Mégaïna fait des emplettes, se fait prendre en photo auprès de l’affiche qui met en valeur le prolifique auteur (une trentaine de livres) et le thème choisi par la DNL cette année : « Je lis, je grandis ». Elle prend connaissance de plusieurs structures qui donnent corps à la foire du livre. Elle fait le tour de Kopivit l’Action sociale, Communication plus, Mémoire d’encrier, C3 Éditions, qui abritent des livres sous leurs tentes. Elle y entre et en sort. Elle va voir les rayons des éditions du Canapé-Vert de madame Franck Paul, Éditons Choucoune de Christophe Philipe Charles, l’Atelier Jeudi soir. Elle fait plusieurs escales sous les tentes des éditions Konbit, Beljwèt, éditions Zemès, éditions CUC. Elle s’étonne de découvrir autant d’éditions dans un même espace : Solèy Pa nou, éditions Fardin, éditions de l’Université d’État d’Haïti, édition Ruptures, Maison Henri Deschamps. Cette dernière est aussi visitée pour ses livres jeunesse.

Vêtue de l’uniforme de son école, sachets de livres en main, elle rencontre des écrivains et leur pose des questions. Elle tombe en admiration devant Margaret Papillon qui a bercé son enfance. Sur une trentaine de livres de cette auteure qui vit aux États-Unis, elle a lu La légende de Quisqueya, L’île mystérieuse du capitaine Morgan, Sortilège au carnaval de Jacmel, Le trésor de la citadelle Laferrière. Elle salive devant le dernier livre de Margaret, « Voodoomood », un recueil de nouvelles qui recèle des histoires étranges.

L’élève de philo qui ne démord pas de lire Lyonel et Évelyne Trouillot découvre Jocelyne Trouillot en train de signer des livres.

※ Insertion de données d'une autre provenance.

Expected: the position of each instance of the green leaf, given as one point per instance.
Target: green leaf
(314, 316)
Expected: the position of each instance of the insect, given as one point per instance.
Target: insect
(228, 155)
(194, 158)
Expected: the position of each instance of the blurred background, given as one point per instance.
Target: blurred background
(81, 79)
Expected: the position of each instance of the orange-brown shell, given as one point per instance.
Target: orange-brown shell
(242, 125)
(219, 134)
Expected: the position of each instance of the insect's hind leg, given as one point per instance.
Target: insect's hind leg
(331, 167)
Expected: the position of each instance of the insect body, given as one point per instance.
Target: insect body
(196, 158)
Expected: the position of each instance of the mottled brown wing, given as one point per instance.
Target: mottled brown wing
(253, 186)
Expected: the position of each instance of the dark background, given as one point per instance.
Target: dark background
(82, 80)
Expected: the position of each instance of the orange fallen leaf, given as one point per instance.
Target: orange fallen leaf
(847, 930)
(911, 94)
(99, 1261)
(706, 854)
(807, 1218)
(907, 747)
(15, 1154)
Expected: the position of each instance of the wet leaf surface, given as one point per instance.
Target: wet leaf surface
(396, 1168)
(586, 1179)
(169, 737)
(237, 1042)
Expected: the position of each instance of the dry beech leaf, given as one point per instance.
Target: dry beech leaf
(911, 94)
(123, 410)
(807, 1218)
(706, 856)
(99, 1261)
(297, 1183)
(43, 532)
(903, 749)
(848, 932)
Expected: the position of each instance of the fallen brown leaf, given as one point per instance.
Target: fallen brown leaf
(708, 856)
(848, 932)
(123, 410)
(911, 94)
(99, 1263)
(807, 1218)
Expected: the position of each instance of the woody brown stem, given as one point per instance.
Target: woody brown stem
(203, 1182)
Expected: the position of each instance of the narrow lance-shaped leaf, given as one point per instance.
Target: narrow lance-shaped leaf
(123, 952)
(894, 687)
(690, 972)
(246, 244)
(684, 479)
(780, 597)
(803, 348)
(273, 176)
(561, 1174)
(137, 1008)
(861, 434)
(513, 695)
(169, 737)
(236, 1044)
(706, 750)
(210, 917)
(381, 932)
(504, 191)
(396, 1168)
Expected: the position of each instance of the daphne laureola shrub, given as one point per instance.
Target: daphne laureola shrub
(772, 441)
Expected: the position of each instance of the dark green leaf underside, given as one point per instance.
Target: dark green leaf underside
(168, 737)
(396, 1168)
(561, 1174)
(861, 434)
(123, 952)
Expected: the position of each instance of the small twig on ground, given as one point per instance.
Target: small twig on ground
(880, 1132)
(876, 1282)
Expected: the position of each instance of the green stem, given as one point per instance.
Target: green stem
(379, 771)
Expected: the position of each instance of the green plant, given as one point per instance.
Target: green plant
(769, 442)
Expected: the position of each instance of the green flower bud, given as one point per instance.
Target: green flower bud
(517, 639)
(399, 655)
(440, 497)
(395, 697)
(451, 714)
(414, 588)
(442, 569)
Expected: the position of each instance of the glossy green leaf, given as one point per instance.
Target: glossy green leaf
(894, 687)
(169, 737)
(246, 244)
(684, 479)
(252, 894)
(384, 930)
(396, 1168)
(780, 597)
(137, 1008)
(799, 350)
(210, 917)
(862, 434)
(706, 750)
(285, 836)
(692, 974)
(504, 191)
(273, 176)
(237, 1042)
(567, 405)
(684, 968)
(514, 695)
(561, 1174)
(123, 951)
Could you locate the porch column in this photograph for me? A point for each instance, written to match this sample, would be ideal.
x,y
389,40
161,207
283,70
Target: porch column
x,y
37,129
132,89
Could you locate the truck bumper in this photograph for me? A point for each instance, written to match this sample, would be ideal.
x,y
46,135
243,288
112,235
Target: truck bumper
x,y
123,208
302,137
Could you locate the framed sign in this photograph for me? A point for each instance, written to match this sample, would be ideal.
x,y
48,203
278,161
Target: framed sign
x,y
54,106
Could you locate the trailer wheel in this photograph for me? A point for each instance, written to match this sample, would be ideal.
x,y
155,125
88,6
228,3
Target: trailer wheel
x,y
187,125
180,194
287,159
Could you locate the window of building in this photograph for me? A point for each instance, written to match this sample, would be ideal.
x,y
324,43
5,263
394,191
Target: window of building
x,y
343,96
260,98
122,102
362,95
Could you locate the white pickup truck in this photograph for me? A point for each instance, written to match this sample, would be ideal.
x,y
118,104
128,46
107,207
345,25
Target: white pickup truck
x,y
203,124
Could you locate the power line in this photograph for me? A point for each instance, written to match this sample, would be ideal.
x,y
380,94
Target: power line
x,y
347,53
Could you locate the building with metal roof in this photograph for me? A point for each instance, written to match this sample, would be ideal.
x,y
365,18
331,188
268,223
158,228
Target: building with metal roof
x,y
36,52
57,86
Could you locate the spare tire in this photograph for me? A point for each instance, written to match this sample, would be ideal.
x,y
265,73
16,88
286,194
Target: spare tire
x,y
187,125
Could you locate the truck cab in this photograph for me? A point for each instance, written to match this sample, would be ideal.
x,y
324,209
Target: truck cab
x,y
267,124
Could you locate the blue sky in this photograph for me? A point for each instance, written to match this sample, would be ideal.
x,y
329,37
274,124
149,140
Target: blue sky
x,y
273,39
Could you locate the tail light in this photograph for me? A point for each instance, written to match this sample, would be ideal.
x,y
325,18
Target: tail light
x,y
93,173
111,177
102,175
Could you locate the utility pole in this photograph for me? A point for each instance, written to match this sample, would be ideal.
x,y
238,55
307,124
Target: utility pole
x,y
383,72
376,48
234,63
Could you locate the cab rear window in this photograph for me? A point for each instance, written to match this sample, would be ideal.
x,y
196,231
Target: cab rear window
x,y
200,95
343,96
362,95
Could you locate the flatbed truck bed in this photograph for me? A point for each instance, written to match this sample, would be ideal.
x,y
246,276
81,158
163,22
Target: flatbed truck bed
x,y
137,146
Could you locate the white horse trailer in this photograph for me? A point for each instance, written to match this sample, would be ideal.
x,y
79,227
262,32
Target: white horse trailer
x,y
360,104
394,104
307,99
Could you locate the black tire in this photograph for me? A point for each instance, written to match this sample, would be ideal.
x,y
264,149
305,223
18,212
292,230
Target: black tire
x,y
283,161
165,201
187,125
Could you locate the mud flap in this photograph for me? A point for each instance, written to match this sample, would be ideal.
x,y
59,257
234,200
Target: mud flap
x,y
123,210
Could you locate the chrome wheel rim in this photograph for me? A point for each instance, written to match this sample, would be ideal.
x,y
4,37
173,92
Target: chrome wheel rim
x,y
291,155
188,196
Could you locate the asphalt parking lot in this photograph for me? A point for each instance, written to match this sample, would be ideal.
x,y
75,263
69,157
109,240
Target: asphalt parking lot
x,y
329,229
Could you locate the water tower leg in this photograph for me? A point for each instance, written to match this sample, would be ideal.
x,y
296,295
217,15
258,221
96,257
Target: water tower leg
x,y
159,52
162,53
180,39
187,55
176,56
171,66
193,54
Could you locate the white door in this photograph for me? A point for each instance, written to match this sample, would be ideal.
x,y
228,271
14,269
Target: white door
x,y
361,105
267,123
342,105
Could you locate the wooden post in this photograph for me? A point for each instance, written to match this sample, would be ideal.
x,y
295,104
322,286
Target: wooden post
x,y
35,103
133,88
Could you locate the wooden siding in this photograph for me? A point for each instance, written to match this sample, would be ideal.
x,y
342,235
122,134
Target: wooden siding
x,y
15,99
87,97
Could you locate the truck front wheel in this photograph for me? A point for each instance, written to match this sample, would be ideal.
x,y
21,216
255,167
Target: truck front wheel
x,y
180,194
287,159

Elle réalise soudain que l’écriture est dans la nature des Trouillot. « Qu’est-ce qu’elle dit ? », demande Évelyne, la main en cornet. « L’écriture est dans la nature des Trouillot », reprend l’adolescente. L’auteure de livres jeunesse, fait comprendre à l’élève qu’il n’y a pas une gêne de l’écriture chez quiconque. Les Trouillot cultivent cet art. Elle voudrait bien planter une graine dans le terreau de la littérature. Pour le moment, elle aime bien s’adonner à la lecture.

L’autobus qui a amené une cinquantaine d’élèves du collège Côte-Plage doit partir. Un va-et-vient bigarré d’uniformes se fait sur la vaste cour longée des deux côtés par des tentes. Les camarades de Gaïna viennent la chercher. Celle-ci leur dit résolument qu’elle doit rencontrer l’écrivain à l’honneur. On l’emmène. Elle découvre Gary Victor assis sur un fauteuil, la tête penchée en avant, signant un livre. Des lecteurs, en rang, livres en main, attendent l’autographe de l’auteur.

Quand on dit à Gary Victor que cette adolescente l’a cherché, il lui fait une place dans le canapé où sont assises d’autres personnes. Gaïna saisit l’occasion et se glisse très facilement dans la peau d’une journaliste. Elle pose des questions et l’auteur se prête à ce jeu.

Pour Mégaïna Monval, c’est le plus beau jour de sa vie. À 17 ans, elle a rencontré et interviewé un auteur qu’elle aime et qui est très médiatisé dans son pays.